Feeding time – the public’s favourite bit
Feeding time – the public’s favourite bit – involved a trick with Fred. I would walk halfway round their enclosure and push my way in through the crowds. On cue, Fred would jump right up on the wall, and make everybody else jump too, as I fed him his fishy reward.
I also looked after two rescued seals called Yogi and Sunshine, with their big, weepy eyes and sad faces. I taught them both to press a car hooter with their noses for a fish.
Fish scales up to my elbows
My boyfriend at the time wore an aubergine suit to work and we would meet for lunch. Picture this, me in jeans and stinky T-shirt with fish scales up to my elbows, him in an aubergine suit sitting on the Aquarium Terraces eating our packed lunches and staring into each other’s eyes.
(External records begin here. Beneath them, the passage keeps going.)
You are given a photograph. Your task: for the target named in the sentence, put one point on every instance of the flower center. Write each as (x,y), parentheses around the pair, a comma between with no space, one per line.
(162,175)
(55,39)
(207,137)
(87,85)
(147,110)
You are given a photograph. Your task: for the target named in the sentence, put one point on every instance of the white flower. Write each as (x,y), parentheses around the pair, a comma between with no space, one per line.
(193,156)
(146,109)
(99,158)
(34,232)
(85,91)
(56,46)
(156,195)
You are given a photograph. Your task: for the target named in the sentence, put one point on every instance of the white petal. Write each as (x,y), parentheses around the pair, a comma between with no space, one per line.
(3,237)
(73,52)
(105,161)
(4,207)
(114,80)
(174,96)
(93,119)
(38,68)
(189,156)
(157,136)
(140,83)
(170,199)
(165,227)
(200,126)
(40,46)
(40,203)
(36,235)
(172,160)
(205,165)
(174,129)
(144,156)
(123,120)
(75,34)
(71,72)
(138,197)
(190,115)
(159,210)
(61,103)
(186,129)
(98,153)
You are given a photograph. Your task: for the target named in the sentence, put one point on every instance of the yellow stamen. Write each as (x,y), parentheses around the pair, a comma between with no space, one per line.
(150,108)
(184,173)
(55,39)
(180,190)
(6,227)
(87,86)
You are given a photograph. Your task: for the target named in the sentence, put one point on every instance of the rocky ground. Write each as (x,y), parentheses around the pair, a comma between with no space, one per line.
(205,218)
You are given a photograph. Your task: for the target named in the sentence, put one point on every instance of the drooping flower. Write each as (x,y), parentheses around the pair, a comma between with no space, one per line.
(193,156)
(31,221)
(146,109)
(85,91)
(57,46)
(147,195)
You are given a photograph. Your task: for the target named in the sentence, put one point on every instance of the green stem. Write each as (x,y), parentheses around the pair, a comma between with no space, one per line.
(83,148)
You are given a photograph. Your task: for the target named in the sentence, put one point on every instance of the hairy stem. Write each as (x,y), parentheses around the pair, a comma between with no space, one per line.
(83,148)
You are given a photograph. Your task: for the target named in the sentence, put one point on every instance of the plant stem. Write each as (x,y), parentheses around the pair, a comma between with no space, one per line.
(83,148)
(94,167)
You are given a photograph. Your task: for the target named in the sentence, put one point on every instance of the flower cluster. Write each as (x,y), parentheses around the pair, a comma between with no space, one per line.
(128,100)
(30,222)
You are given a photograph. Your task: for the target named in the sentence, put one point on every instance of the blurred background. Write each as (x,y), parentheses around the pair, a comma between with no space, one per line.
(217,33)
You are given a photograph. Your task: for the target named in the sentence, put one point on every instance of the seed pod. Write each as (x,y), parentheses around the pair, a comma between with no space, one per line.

I did have to make sure I had a shower and changed before I joined the public for the bus journey home. I would walk past the dolphins to get to the shower and they would always swim over for a squeaky conversation. I was given the opportunity to swim with them a couple of times in their pool and it was spectacular. They are so inquisitive. I was able to stroke them – they feel a bit like freshly boiled and shelled eggs.
I left Brighton in 1976 and heard later that the dolphins had been released – I hope they are happy, swimming free somewhere warm.